Upgrades to ncdump/CDL to reflect new features
  • New data types, including structs, are supported in CDL and in ncdump.
  • NcML is supported in ncdump.
Testing
  • All API functions are tested.
  • All tests can run on any supported target platform.
  • All tests are automated and can be run from makefile targets.
  • Some tests make take excessive time. Make test may skip very lengthy tests (i.e. tests that take tens of minutes on the average Linux workstation), and the user can use make slowtests to run them.
  • Running "make test" or "make check" clearly indicates success or failure at the end of the output. The return code from make indicates success of all tests (0) or failure of any test (2).
  • All supported language interfaces are tested. These include C, C++, Fortran 77 and Fortran 90.
  • For release purposes we identify the following two tiers of testing:
    1. Portland Group compiler on Linux, one vendor compiler and gcc/g77/g++ on AIX, Linux, HP-UX (w/o C++,F90), MacOS, and Solaris (32-bit SPARC and i386, and 64-bit SPARC mode), and vendor compiler (i.e. VC++ 7.0, a.k.a. VC++.NET) on Windows.
    2. FreeBSD, Irix64, OSF1 vendor and GNU compilers. Cygwin.
  • We add the following for parallel programming support:
    1. AIX 5.1 and higher, Linux Cluster/MPICH
  • Test programs do not accept or require command line options.

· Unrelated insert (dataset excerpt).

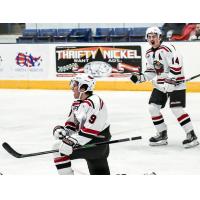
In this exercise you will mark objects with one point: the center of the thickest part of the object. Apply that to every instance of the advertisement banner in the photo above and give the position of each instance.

  • Test programs provide feedback in accordance with netCDF test look and feel.
Performance
  • The performance of netCDF-4 in not more than 10% slower than netCDF-3 for large contiguous data writes. It is not more than 100% slower for any other operation.
Examples
  • Example programs will demonstrate many of the features of netCDF.
  • Each example will consist of a single code file, which the user can easily paste from the web page into their netCDF development environment.
  • Examples include reasonable error handling.
  • Examples are as brief as good coding style permits.
  • Example code is well-commented.
  • All examples can be built and run as one make target ("make check").
  • Examples are distributed with netCDF and compile and run on all supported netCDF systems.
  • Corresponding examples will be provided in C, F77, F90, and C++.
  • Examples do not depend on each other, but may depend on a common real data file.
  • Some examples illustrate netCDF features in realistic ways as used by the Earth Science community.
  • Examples are written for programmers who are familiar with the target language. The C examples are written for C programmers, not people who don't know C. The same applies to the other languages.